Northland Power has warned that it is increasing contingency measures on its advanced offshore wind farms due to cost pressures.
In its 2023 financial guidance, the company noted that inflation, supply chain constraints and rising interest rates are affecting the global renewables sector.
These impacted its most advanced projects, increasing the costs of equipment and material from their original expectations when the company was looking to select suppliers and lock down contracts.
As such, Northland has increased estimates for contingency amounts and schedule buffers on all projects in accordance with recent changes experienced.

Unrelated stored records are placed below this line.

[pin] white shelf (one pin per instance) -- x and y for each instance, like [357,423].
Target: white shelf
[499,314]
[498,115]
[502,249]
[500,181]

On the 1.2GW Baltic Power project, amendments to the 25-year CfD offtake contract, principally the new option to denominate in euros and the advancement of the indexation base year to 2022 (from 2023 previously), have restored original project economics.
Corporate offtake sourcing for the 1.6GW Nordsee Cluster has commenced in 2023 and Northland expects to contract at a higher price than had been assumed prior to the European energy crisis. This benefit, however, may be partially offset by increased capital costs.
On the 1GW Hai Long project, the 744MW 20-year corporate PPA rate helped to partially offset some of the capital costs increases.
The financing of the project is progressing, albeit slower and more challenging than expected due to market specific factors.
Northland added that it continues to look for opportunities to optimise returns and manage risk and despite these higher costs, believes the actions taken in combination with other offsets, including sell-downs, will keep overall average returns for its offshore wind portfolio in the targeted ranges.
“The accelerating energy transition and energy security concerns are creating attractive development and investment opportunities for Northland Power and an improved market environment for our operating facilities,” said Northland’s President and CEO Mike Crawley.
“At the same time, macro-economic and geo-political headwinds of the last year require even more focus on disciplined and prudent project execution. A robust development pipeline not only positions Northland well in several key renewable energy markets but, as importantly, it allows the company to be selective in where it deploys its capital.”